There are probably enough relatively affluent people around the world who follow this type of blog to amount to millions of potential early customers. This will be sufficient to form a big customer base for early SENS clinics with medical tourism.

About glucosepane clearance: It seems that the rest of SENS is steaming ahead such as senolytics, stem cells, mitochondrial gene therapy. Is there any type of fundraiser planned for glucosepane this year?

Posted by: Morpheus at April 24th, 2017 8:18 PM

The more widely and quickly this information becomes known, the sooner a wider market demand will develop for these treatments, which will then increase the availability and lower the costs, as per market dynamics.
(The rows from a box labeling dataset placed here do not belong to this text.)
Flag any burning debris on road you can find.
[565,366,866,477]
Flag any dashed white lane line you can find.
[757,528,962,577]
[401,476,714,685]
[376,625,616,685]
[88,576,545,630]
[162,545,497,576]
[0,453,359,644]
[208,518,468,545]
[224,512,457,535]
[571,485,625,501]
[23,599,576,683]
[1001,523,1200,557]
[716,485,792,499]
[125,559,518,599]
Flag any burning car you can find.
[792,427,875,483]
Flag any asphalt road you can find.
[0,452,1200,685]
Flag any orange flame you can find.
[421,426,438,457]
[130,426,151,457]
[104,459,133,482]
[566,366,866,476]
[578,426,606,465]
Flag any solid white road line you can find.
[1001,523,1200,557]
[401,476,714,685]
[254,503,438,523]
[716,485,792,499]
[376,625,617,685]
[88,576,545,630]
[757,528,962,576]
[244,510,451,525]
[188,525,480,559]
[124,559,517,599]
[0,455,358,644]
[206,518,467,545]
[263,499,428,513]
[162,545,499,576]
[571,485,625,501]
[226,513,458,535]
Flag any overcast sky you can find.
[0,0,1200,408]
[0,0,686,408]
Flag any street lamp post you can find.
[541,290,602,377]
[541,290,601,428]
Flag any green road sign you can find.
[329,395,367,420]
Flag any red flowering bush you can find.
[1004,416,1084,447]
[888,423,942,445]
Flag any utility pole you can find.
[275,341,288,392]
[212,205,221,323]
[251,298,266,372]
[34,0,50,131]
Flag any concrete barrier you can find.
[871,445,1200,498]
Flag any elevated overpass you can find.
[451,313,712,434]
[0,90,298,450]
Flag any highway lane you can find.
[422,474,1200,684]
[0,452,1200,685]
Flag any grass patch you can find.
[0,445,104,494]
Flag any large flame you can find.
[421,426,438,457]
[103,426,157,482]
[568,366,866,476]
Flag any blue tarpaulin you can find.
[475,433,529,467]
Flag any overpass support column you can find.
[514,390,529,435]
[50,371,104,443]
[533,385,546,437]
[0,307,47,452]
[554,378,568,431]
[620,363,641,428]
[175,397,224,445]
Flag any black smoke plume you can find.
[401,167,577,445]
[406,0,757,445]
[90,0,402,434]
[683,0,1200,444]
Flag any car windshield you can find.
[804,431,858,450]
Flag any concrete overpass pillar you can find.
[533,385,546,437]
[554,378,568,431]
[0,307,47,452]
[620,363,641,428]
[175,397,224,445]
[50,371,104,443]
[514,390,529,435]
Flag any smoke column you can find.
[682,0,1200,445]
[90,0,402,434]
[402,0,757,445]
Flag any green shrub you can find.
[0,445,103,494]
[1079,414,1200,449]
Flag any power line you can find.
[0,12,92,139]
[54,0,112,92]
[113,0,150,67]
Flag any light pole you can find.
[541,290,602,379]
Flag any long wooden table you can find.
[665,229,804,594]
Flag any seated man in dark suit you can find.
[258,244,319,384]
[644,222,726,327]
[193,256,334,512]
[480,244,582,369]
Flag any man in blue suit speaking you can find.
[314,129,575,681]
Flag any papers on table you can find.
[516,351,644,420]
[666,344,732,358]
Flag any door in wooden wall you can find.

Therefore, it's in everybody's interest to spread this news around.

Posted by: sanman at April 25th, 2017 2:10 AM

@sanman: Agreed, this needs to be treated as mainstream news similar as sports and weather, talked among average people.
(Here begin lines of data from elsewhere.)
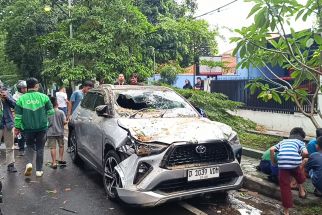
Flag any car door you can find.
[86,91,107,171]
[75,92,96,164]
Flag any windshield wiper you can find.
[129,108,150,118]
[160,109,169,118]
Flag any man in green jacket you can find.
[15,78,55,177]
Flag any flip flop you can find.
[299,190,307,199]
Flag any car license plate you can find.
[187,166,219,181]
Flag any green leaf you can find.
[314,34,322,45]
[247,3,262,18]
[257,91,267,99]
[239,45,246,58]
[291,70,301,78]
[306,38,314,48]
[295,9,304,20]
[302,13,309,22]
[250,84,257,95]
[272,91,282,104]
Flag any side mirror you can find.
[95,105,110,117]
[194,107,208,118]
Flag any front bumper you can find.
[116,149,244,207]
[117,176,244,207]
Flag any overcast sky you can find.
[197,0,313,54]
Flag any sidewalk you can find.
[248,129,315,142]
[241,156,322,205]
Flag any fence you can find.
[210,80,316,114]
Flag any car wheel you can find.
[103,150,122,200]
[70,131,82,164]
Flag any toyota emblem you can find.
[196,145,207,154]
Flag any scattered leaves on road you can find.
[46,189,57,194]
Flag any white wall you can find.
[233,110,322,136]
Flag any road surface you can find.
[0,141,280,215]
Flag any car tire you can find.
[70,130,82,165]
[103,150,122,201]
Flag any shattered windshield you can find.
[114,89,198,118]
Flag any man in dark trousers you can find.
[15,78,55,177]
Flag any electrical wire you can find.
[193,0,238,19]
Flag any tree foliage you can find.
[232,0,322,127]
[0,0,50,79]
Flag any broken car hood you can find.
[118,118,232,144]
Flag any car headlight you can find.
[129,137,169,157]
[228,131,240,145]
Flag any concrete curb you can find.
[243,147,264,159]
[243,175,321,206]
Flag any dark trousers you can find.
[17,133,26,151]
[24,131,47,171]
[279,167,305,208]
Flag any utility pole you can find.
[68,0,75,68]
[317,0,322,115]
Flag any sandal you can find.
[314,189,322,197]
[299,190,307,199]
[58,161,67,166]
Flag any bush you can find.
[159,65,179,85]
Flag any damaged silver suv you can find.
[69,85,243,206]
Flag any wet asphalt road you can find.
[0,144,279,215]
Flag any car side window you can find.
[81,92,97,110]
[94,93,106,109]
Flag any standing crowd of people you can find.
[0,78,93,177]
[0,74,139,177]
[183,77,205,90]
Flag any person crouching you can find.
[270,128,308,215]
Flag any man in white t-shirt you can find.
[56,87,69,116]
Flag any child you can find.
[257,148,278,184]
[305,137,322,197]
[271,128,308,215]
[47,97,67,169]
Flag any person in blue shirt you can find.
[305,137,322,197]
[306,128,322,154]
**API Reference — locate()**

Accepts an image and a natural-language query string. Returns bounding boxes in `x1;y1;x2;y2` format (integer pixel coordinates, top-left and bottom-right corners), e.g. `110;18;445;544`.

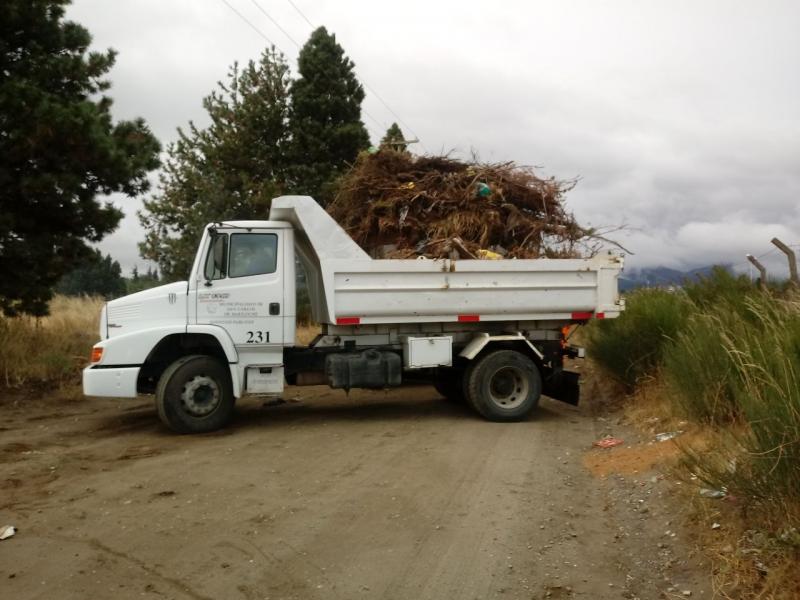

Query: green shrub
680;295;800;501
663;308;741;423
683;266;758;315
587;289;692;390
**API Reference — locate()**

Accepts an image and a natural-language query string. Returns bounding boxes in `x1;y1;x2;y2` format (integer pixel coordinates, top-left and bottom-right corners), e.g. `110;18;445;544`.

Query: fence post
772;238;800;286
747;254;767;290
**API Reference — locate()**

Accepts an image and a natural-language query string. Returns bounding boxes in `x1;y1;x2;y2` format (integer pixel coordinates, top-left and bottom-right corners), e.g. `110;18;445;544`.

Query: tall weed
663;309;741;423
587;289;691;391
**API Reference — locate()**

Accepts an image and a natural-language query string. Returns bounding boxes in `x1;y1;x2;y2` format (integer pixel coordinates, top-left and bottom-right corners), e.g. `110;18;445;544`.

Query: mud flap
542;371;581;406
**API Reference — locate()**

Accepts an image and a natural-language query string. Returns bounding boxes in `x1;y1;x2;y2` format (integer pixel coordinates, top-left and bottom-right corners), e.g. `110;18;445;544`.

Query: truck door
196;229;284;351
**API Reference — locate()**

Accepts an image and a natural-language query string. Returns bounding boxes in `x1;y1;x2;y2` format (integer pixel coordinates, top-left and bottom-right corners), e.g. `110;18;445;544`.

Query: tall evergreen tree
56;250;126;298
0;0;159;315
291;27;369;206
139;48;289;281
381;123;407;152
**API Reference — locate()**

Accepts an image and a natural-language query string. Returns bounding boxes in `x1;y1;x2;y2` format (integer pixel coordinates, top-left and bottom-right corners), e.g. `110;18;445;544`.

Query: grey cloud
69;0;800;269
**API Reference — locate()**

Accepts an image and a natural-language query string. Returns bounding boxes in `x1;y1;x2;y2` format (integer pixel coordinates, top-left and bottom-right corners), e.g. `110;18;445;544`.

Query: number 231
247;331;269;344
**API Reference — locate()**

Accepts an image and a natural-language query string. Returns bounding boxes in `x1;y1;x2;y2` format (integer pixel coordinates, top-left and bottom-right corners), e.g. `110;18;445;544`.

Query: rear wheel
465;350;542;421
156;354;235;433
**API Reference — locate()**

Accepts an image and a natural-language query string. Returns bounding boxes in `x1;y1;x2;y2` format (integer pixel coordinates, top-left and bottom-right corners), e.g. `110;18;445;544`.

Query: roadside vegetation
587;268;800;598
0;296;103;391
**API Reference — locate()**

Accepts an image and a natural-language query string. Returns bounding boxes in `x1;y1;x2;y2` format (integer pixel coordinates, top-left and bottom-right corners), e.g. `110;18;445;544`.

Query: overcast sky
67;0;800;273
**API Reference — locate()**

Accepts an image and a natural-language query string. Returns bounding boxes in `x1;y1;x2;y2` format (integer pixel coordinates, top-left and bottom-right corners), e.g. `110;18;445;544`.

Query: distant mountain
619;265;733;292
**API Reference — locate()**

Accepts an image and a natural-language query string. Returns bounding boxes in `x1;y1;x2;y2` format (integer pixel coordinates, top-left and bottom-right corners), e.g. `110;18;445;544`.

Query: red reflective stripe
572;312;594;321
336;317;361;325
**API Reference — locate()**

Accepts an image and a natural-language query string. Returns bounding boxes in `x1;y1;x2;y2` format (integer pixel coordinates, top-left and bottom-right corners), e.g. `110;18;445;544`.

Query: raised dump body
270;196;623;325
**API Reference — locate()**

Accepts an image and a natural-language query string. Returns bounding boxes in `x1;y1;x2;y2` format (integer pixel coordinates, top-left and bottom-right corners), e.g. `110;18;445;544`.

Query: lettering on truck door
197;230;283;350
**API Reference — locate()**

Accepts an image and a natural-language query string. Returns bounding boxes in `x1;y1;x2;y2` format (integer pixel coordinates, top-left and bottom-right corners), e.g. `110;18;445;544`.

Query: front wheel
465;350;542;421
156;354;235;433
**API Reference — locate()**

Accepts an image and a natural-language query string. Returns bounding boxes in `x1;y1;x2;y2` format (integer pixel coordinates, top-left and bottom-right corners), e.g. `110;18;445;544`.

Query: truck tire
433;369;466;404
156;354;235;433
465;350;542;422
I very much hope that when elimination of senscent cells becomes available via medical tourism, there will be alot of "noise"/publicity about it. If so, this will be the beginning of anti-aging becoming mainstream, IMO:) Then, there should be a lot of money (how do you say venture capitalist) thrown at anti-aging companies. That will be awesome.

Posted by: Robert at April 25th, 2017 2:47 AM

Regarding ordering drugs from overseas and paying taxes and duties, I've been buying anti-aging drugs from an Indian pharmacy for twenty years (metformin mostly, and recently dasatanib and rapamycin). Never had a problem with delivery, and never paid taxes or duty. Cost was tiny compared to US pharmacies. Didn't need a prescription.

If you're more adventurous, you can get experimental drugs synthesized by Chinese labs for reasonable cost. I did that for an experimental drug that cured schizophrenia in mice.

Posted by: Jim Rice at April 25th, 2017 5:32 PM

@Jim Rice - do you have a link for your Indian pharmacy company? Also (and this is rather critical), have you tested yourself to see if that Metformin is legit and was/is having the expected effect on your blood sugar levels?

What other drugs, and what side-effects have you had from them? Have you noticed any difference in how you look, feel, or in terms of measurable medical benefits?

Thanks for your answer!

Posted by: Paul at April 25th, 2017 5:49 PM

FWIW.
For the last couple of months I have been taking gradually increasing doses of Quercetin, Fisetin, and Dried Piper Longum (the pepper that Piperlongumine is extracted from. I have no idea what the concentration of Piperlongumine in Piper Longum is). I take an alternating dose of one of the three every 7-10 days. I am up to:
Quercitin: 3,000 mg.
Fisetin: 500 mg.
Piper Longum: 2,400 mg
I plan to continue increasing the doses until I feel side effects, die, or it gets to some stupid high amount.

Posted by: JohnD at April 25th, 2017 10:02 PM

@JohnD - any noticeable effects as of yet?

Posted by: Paul at April 26th, 2017 8:34 AM

@Paul
No noticeable effects

Posted by: JohnD at April 26th, 2017 10:29 AM

@JohnD, keep us updated on your progress.

Posted by: RickD at April 26th, 2017 4:30 PM

How's that coming up now we are in 2024?
Any list of recommended clinics where any of that is possible?